İlk talihsizliğe rağmen, kısa süreçte olumlu adımlar da atmayı başardı galiba. Abdullah Aras, ilk etapta partinin birlik, beraberliği ve menfaati için birlik-beraberlik yemeğini düzenledi. Geçmişteki küskünlükleri sonlandırmaya çalıştı. Küskün partilileri tekrar haneye davet etti. Yıllardır parti binasına girmeyen küskünler, bugün eski yuvalarına girip çıkıyor ve dava arkadaşlarıyla görüşüyorlardır. İnanıyorum ki bunlar yarınki günde sarmaş dolaş olacaklardır.

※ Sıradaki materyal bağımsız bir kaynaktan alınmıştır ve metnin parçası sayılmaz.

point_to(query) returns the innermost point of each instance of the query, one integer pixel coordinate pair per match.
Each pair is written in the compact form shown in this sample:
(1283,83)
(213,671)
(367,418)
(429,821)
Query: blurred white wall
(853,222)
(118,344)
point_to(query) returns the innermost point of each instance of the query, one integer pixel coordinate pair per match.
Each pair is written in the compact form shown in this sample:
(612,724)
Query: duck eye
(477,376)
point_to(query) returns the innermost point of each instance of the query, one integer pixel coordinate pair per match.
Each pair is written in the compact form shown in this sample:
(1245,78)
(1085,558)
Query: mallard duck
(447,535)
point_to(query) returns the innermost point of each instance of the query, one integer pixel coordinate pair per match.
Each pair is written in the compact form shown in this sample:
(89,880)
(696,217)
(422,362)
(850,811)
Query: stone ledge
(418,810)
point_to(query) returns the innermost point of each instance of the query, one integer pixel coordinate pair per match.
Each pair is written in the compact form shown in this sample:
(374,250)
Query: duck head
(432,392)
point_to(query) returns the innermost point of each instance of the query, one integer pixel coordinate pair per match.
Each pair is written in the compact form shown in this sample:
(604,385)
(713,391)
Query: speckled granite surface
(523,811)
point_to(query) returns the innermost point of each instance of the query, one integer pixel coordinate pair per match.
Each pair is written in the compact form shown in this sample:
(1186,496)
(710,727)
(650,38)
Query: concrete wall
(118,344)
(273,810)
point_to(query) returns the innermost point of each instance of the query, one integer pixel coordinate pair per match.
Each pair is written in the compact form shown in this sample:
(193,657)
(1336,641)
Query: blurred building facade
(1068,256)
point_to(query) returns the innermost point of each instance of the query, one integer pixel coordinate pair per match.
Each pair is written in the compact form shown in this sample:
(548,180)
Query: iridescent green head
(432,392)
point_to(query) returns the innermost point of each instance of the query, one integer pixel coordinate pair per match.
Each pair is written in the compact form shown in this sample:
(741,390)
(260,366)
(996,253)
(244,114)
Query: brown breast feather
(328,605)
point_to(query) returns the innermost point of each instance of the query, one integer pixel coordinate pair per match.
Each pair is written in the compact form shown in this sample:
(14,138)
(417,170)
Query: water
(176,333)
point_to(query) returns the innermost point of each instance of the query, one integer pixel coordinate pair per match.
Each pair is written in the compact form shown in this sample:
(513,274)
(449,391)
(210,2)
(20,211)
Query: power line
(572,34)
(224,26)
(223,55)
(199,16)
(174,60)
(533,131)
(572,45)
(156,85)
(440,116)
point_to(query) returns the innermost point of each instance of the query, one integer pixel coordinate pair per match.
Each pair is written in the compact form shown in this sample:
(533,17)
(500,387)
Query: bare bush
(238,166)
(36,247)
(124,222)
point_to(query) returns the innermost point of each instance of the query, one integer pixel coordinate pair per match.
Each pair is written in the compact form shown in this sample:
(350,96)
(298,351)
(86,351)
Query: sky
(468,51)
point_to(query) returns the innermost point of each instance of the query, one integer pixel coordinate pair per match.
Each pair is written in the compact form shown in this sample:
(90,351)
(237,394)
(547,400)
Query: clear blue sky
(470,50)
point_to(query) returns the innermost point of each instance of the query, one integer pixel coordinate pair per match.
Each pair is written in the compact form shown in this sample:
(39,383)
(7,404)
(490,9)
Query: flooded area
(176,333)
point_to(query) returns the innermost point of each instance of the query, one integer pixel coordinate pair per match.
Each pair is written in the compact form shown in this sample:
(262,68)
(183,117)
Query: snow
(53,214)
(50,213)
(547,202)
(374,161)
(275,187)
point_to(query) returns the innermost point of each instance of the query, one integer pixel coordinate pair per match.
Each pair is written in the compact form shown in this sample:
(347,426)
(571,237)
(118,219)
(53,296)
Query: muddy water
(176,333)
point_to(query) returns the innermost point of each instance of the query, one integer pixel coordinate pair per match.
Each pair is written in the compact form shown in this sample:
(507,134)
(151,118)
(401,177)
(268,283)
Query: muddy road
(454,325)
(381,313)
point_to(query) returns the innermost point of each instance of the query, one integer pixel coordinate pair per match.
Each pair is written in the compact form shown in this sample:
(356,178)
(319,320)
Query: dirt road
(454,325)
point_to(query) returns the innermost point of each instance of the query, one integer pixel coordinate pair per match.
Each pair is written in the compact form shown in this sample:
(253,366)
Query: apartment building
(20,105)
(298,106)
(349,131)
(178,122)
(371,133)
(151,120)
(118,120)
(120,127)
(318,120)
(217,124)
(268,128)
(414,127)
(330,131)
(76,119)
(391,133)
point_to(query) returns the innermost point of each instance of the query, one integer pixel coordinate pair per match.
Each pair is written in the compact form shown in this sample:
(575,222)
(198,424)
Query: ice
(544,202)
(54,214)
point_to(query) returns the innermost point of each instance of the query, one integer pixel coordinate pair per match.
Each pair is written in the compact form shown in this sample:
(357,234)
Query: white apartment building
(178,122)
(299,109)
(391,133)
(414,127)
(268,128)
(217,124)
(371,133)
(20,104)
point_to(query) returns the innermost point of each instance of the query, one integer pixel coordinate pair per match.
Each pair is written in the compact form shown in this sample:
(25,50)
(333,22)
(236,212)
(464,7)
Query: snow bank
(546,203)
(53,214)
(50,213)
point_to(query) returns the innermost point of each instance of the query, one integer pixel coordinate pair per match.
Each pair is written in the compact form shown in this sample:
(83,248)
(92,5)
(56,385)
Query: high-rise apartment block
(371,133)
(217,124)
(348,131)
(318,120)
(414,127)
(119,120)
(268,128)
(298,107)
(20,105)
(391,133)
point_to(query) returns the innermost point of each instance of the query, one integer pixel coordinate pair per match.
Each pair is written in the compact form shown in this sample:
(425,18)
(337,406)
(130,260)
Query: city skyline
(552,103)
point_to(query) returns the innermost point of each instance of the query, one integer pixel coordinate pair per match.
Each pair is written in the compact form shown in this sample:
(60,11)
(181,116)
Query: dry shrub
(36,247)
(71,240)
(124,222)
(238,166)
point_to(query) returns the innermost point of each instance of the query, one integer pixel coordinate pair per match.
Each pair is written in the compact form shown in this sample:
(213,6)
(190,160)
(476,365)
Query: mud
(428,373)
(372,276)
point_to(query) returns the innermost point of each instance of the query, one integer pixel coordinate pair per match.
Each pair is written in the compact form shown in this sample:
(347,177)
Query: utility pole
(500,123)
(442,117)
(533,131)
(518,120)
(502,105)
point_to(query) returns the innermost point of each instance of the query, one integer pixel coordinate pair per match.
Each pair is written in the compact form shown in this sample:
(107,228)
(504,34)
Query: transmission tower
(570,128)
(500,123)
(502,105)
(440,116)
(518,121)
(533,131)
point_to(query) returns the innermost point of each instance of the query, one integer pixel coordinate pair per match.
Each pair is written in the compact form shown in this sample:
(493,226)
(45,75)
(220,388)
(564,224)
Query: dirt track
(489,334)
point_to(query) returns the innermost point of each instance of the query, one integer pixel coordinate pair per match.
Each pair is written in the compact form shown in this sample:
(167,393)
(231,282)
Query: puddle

Seçimin arifesinde bulunan AK Parti, artık Van’da toparlanmalı ve ciddi bir çalışma startını başlatmalıdır. Parti il yönetimi boş işleri ve fasa fiso uğraşları bir kenara itip, ciddi bir kimlikle seçime yürümelidir.

Eski, yeni yönetim denilmemeli. Küskünler, barışıklar ayırımı yapılmamalı. Partiye gönül vermiş herkes bu safta, il yönetiminin etrafında bir bütün olmalı ve başarı için çalışmalıdır.

“Ben uzaydan indim, ben Şirinlerin gölgesiyim, mavi boncuk bendedir” diyerek bu yarışa emeksiz ve meziyetsiz katılanlara da pek itibar etmemek lazım.

Abdullah Aras’ın son hamlelerini ve uğraşlarını yapıcı ve umutlu görüyorum. Bu adımlar ilimiz, halkımız için hayırlar getirir inşallah.

Şu aralar il yönetiminin ve yerel teşkilatların, delegelerin omuzlarında çok ağır bir yük ve önemli bir mesuliyet yüklenmiştir.

Milletvekilliği için başvuruda bulunan isimler arasında iyi seçim yapmalılar. Gerçekten bu işi yapabilecek kabiliyet, yetenek, meziyet sahibi, dürüst ve namuslu insanlar seçilmeli, tercih edilmeli ve böylesi isimler genel merkeze önerilmeli, hatta dayatılmalıdır.

Abdullah Aras, tahsili, particiliği, deneyim ve tarafsızlığı ile kafalarda oluşan şüpheleri yıkmalı ve yok etmelidir. Bunu yapacağına inanıyorum. Zira göreve geldiği bu kısacık süreçte bu umudu doğurmuş ve göstermiştir.

Parti toparlanarak, birlik beraberlik içerisinde 12 Haziran seçimlerine gitmelidir. Bunu yapacak olan partinin yerel teşkilatlarıdır. Yani İl, merkez ilçe, ilçe ve belde teşkilatları, delegeler kesimidir.